Data Sampling Using the API
This goes without saying, but stakeholders generally expect perfect data, matching to the Google Analytics console at all times. Be careful as you work with your data to ensure that if sampling is happening, to what degree it is and it is communicated to stakeholders. In some cases, you’ll have more flexibility but perfect data is never guaranteed when working with the API unless you’re within the limits noted above.
Governance
It is sad to say, but we’ve seen organizations that have different numbers for the same metric between dashboards, due to a difference in methodologies of calculating the metric. I touched on this earlier, but if you can reuse a dataset that is ideal to maintain consistency in reporting. Conversely, adding new fields to an existing dataset isn’t a bad idea and could save a ton of time in the long run. I’ve also seen departments hampered by API quotas when data requests are not optimized and orchestrated—meaning reports that worked well for years begin to fail because someone else started running extracts at the same time, causing complete failure or sampling. This can happen out of the blue if there’s no governance in how data is pulled from Google Analytics, so be mindful of how many folks in your organization are making use of the API and you’re sticking to the limits.
Tips and Tricks (BONUS)
If you’re working with the BigQuery DTS, consider triggering your ETL process based on when data shows up as documented in your log files. Some organizations schedule their ETL processes to run at certain times only to find the data is missing and needs to be re-run later on. This is a foolproof method of ensuring your data shows up.

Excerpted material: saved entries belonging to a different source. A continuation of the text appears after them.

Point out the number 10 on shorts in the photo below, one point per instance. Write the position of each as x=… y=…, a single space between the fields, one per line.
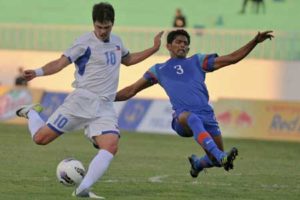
x=60 y=121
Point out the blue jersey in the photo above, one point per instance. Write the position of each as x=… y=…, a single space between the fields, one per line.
x=184 y=81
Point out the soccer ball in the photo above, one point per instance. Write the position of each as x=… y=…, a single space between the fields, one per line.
x=70 y=172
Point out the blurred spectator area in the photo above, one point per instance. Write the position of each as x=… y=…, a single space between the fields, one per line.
x=58 y=37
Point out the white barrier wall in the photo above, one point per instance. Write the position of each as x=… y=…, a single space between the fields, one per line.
x=251 y=78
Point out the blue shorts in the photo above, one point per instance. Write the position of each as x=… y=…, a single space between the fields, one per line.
x=209 y=123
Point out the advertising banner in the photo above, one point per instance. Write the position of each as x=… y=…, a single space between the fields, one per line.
x=259 y=119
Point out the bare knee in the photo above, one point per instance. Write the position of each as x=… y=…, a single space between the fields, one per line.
x=108 y=142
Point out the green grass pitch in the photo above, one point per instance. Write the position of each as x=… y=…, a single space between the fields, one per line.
x=148 y=166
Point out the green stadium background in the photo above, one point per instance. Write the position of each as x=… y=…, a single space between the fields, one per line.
x=36 y=31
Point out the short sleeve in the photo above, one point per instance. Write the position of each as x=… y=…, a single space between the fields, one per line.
x=75 y=51
x=207 y=61
x=124 y=50
x=151 y=75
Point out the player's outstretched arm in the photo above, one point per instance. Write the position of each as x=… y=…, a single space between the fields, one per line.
x=50 y=68
x=135 y=58
x=241 y=53
x=130 y=91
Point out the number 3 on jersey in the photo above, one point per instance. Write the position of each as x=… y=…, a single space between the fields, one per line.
x=179 y=69
x=110 y=58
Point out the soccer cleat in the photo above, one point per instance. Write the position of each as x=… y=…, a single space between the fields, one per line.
x=23 y=111
x=227 y=161
x=194 y=171
x=87 y=194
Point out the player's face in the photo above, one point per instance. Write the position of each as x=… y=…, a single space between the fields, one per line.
x=102 y=30
x=179 y=48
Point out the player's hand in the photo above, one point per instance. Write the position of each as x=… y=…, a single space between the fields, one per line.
x=157 y=40
x=260 y=37
x=29 y=74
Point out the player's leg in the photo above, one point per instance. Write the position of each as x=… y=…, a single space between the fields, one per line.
x=212 y=126
x=107 y=141
x=201 y=136
x=197 y=164
x=40 y=132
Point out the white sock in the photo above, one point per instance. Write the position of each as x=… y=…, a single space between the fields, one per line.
x=35 y=122
x=96 y=170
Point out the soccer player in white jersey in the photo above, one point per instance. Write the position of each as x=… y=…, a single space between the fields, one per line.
x=97 y=56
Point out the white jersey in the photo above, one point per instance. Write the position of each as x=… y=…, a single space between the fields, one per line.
x=97 y=64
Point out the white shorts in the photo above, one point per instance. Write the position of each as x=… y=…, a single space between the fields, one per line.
x=85 y=110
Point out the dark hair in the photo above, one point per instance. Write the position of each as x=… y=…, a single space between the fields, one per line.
x=172 y=35
x=103 y=12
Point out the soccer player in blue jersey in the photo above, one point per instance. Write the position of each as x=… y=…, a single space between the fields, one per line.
x=183 y=79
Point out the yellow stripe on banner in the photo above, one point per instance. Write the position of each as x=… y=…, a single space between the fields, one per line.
x=3 y=89
x=279 y=120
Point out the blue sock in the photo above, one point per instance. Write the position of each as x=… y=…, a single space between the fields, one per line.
x=204 y=162
x=203 y=137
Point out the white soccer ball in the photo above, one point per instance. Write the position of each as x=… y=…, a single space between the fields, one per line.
x=70 y=172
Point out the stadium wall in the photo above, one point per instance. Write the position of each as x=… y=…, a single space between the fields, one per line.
x=250 y=79
x=271 y=120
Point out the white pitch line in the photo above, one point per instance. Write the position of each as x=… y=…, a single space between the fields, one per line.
x=157 y=179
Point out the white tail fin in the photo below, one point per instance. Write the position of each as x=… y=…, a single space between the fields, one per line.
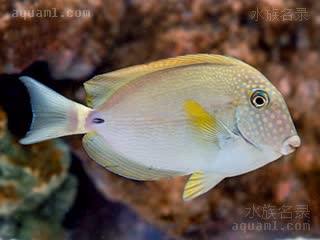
x=53 y=115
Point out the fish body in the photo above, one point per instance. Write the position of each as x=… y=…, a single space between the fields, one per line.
x=207 y=115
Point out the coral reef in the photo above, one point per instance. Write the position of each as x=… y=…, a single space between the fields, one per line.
x=35 y=189
x=123 y=33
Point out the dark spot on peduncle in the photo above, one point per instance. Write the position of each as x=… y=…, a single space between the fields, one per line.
x=98 y=120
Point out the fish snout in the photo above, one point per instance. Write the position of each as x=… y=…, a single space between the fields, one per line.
x=290 y=145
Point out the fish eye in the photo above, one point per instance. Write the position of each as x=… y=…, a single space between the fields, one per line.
x=259 y=99
x=98 y=120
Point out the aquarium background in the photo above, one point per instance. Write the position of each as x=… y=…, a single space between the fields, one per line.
x=52 y=190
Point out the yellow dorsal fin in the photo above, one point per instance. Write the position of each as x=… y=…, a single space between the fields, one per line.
x=199 y=183
x=101 y=87
x=206 y=126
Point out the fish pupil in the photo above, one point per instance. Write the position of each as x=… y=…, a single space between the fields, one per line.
x=98 y=120
x=259 y=101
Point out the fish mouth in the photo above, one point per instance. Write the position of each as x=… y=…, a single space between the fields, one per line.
x=290 y=145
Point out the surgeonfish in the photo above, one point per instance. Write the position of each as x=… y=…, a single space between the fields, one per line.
x=211 y=116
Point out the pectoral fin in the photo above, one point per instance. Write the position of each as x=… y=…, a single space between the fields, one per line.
x=199 y=183
x=102 y=152
x=206 y=126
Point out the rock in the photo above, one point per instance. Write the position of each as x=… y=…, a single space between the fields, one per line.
x=124 y=33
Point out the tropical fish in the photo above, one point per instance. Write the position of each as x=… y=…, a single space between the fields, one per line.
x=211 y=116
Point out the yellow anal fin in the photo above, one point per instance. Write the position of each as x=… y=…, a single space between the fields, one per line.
x=101 y=87
x=199 y=183
x=205 y=125
x=101 y=152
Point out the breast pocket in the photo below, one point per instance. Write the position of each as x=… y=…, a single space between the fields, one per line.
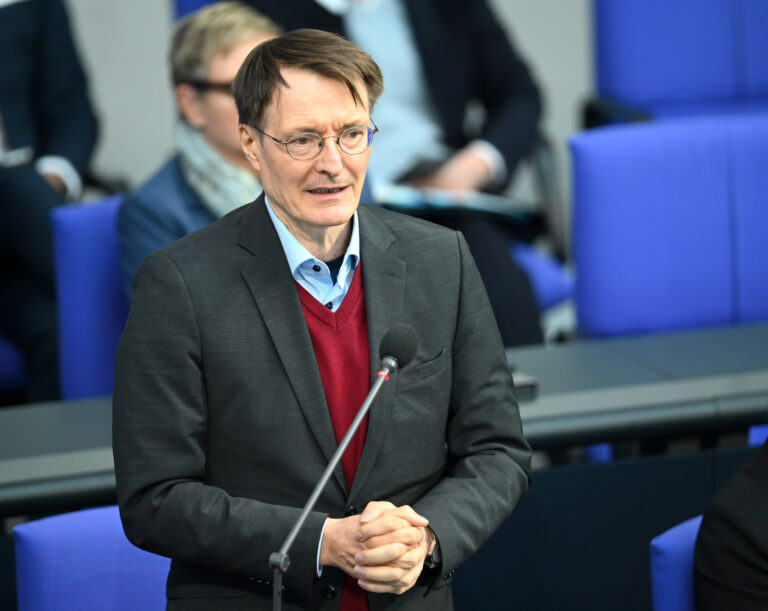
x=420 y=389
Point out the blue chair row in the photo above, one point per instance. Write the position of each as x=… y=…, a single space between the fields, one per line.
x=82 y=561
x=672 y=567
x=91 y=304
x=12 y=377
x=669 y=225
x=674 y=58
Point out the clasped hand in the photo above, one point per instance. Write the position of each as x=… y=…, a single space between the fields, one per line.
x=383 y=548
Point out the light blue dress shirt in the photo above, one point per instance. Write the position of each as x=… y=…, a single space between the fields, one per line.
x=313 y=274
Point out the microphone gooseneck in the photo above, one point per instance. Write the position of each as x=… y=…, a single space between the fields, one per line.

When using the API, also make use of the “isdatagolden” field to ensure your reporting is complete. Retry extracting data until this field is set to “true” to ensure the highest data quality.
Stakeholders will appreciate knowing when your data was last refreshed. We typically capture this when an ETL process has been completed to embed into a report or dashboard frontend. Ultimately, it will create less questions for you so we highly recommend this little trick to help better manage stakeholder expectations.
Technical debt is the arch nemesis of a well-run ETL process. When something breaks do you have folks available and documentation to support fixing it? Make time to document how things work today—your future self will thank you.